Before you can download data from Twitter’s data you need to setup your API by becoming a Twitter developer. First, to become a twitter developer you need to have a twitter account. Then, you can sign up here (Figure). Once you have signed up click on the My Apps buttom on the left panel as in Figure and then click on Create a new app. You should provide a brief description about your App and a few other details. For today’s workshop we set up the the RLadies App shown in Figure. By clicking onto your App’s name you can now manage and see your settings as well as the codes that you need to get started with R. You can find the keys that you need in the Keys and Access Tokens button. Here you can find your four codes (highlighted in Figure) to use into R.
Signup at https://dev.twitter.com/resources/signup.
After signing up click on ‘My Apps’ and then ’Create a new App’s.
You can now manage your App’s settings.
This is where you can find the access keys that you need to get started with R.

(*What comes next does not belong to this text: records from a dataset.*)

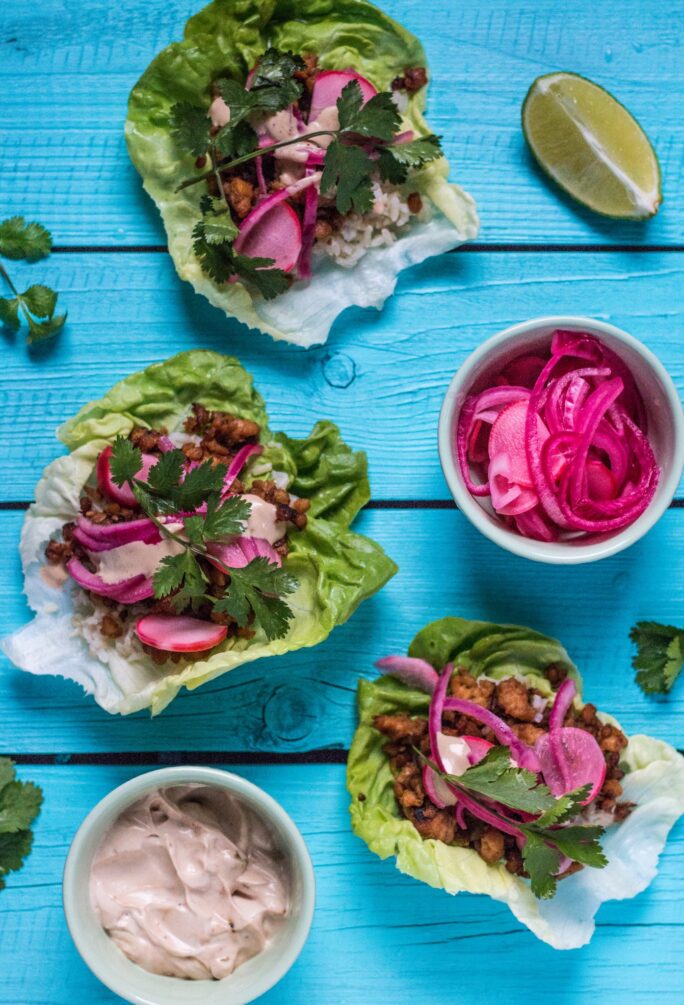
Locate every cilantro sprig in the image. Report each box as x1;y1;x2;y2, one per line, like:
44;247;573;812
0;216;66;345
420;747;608;899
630;621;684;694
169;48;442;299
109;436;298;639
0;757;43;889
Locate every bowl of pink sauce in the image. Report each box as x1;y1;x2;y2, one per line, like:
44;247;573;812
439;316;684;565
63;767;315;1005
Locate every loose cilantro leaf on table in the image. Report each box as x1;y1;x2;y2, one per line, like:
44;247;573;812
0;216;66;345
0;216;52;261
0;757;43;889
109;437;297;639
630;621;684;694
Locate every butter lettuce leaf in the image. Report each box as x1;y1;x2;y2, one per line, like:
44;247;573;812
347;618;684;949
126;0;478;346
3;350;397;714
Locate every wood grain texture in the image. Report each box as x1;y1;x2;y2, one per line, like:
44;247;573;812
0;0;684;245
0;766;684;1005
5;253;684;499
0;510;684;755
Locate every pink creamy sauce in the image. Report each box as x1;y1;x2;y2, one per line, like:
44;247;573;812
90;785;290;980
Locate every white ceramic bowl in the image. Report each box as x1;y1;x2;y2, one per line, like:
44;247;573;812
439;316;684;565
62;767;315;1005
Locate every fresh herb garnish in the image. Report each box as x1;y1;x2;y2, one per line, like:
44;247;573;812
109;436;297;639
0;757;43;889
169;48;442;299
419;747;608;899
0;216;66;345
630;621;684;694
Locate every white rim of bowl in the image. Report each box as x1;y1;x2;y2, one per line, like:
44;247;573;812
438;315;684;565
62;765;315;1005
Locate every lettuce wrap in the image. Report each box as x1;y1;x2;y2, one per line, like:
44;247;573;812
126;0;478;346
347;617;684;949
3;350;396;714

RuPaul’s drag race is an American reality competitions showing RuPaul’s search for “America’s next drag superstar”. Just to tease your curiosity, Figure shows you all the Queens which are competing in Season 9!
Drag queens competing in RuPaul’s drag race Season 9.
First, start by installing and loading all the necessary packages.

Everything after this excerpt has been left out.